Early Symptoms of Schizophrenia

Schizophrenia is a mental illness or psychiatric disorder with serious symptoms such as delusions, hallucinations and unclear thinking patterns that impact behavior and emotions. While the exact root cause of this illness cannot be identified, a combination of factors such as genetic, environmental and neurological can be cited as the cause. According to World Health Organization (WHO) statistics, about 20 million people in the world suffer from schizophrenia.

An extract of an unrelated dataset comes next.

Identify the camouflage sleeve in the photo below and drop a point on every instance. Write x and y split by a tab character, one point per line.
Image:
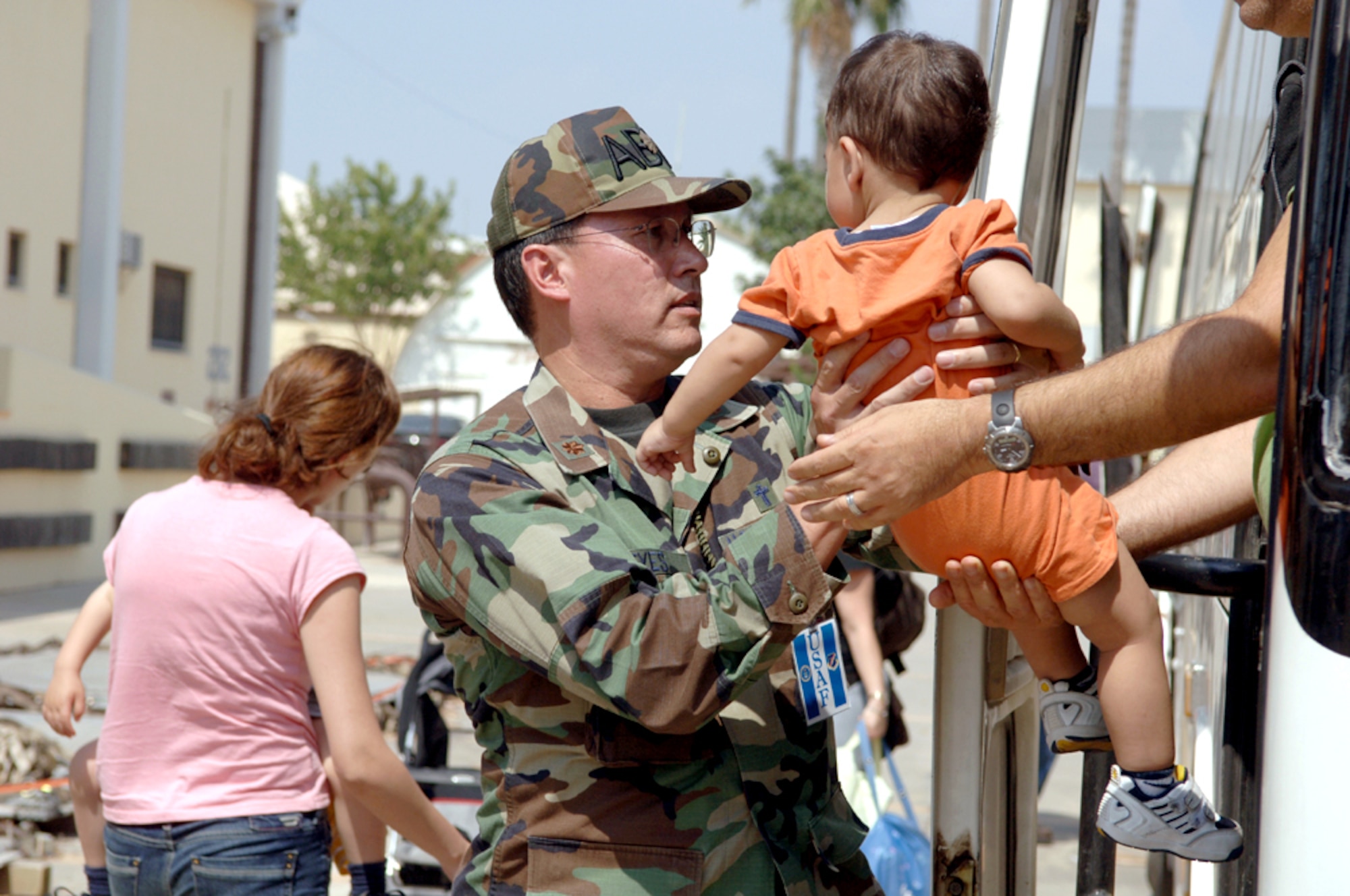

This illness is treatable through medicines and psychological support though half of the people diagnosed with this illness will have a permanent impairment. Symptoms of schizophrenia include:

1. Depression
One of the most common occurrences in this disorder is Depression which is the continuous feeling of helplessness and sadness and disinterest in any activity. The patient’s depressed state of mind makes it even more complicated to treat this illness.

2. Social withdrawal
Any mental illness including schizophrenia affects the social life of the patient and people close to the patient. The impact of the symptoms of schizophrenia on the patients is that they become socially withdrawn, do not like to mingle with others and become fearful and anxious about having to participate in any social initiatives. And this becomes a catch-22 situation for them. The more symptoms they have in public, the more withdrawn they become and the more withdrawn they become, the more socially awkward they become.

3. Hostility or suspiciousness
One of the common kinds of delusion that schizophrenia patients suffer is Persecutory delusion. As part of this delusional state, they believe people/entities are out to harm them. They believe they are being attacked unfairly, being harmed, followed and mistreated. This leads to the patients being hostile and suspicious of people and organizations around them.

4. Deterioration of personal hygiene
The lack of personal hygiene is a direct result of the patient’s depressed state. The patients do not feel motivated to conduct basic everyday activities such as brushing, showering, changing of clothes, keeping their surroundings clean etc. This deterioration of personal hygiene leads to other ancillary issues such as confrontational behavior with caretakers or family members, when asked to maintain proper hygiene.

5. Lack of emotion or inappropriate emotional outbursts
The stress, anxiety and suffering that schizophrenia patients undergo, results in them losing control over their emotions. Sometimes this stress wells up in the form of anger. A lot of provocation is not needed for the patients to react aggressively. But sometimes the same stress causes the opposite impact where the patients go deeper and deeper into a cocoon and shows no empathy, emotion or feelings for anything happening around them.

6. Oversleeping or insomnia
This is another contradicting characteristic where sometimes the patient suffers from sleep disorders due to the illness. This is primarily because they are not able to maintain a set routine and hence sleep patterns are not consistent. And for the same reason they might also sleep at odd times and oversleep to compensate for several days of insomnia.

7. Lack of concentration
Schizophrenia patients cannot easily focus. They have a lot of trouble aligning thoughts and expressing ideas. Disorganized thinking causes confusion. Depressed state causes apathy and this results in them not being able to concentrate on a task, on a thought process, on an idea or an action. There is a significant breakdown in the connection between a thought, an action and associated emotion for these patients.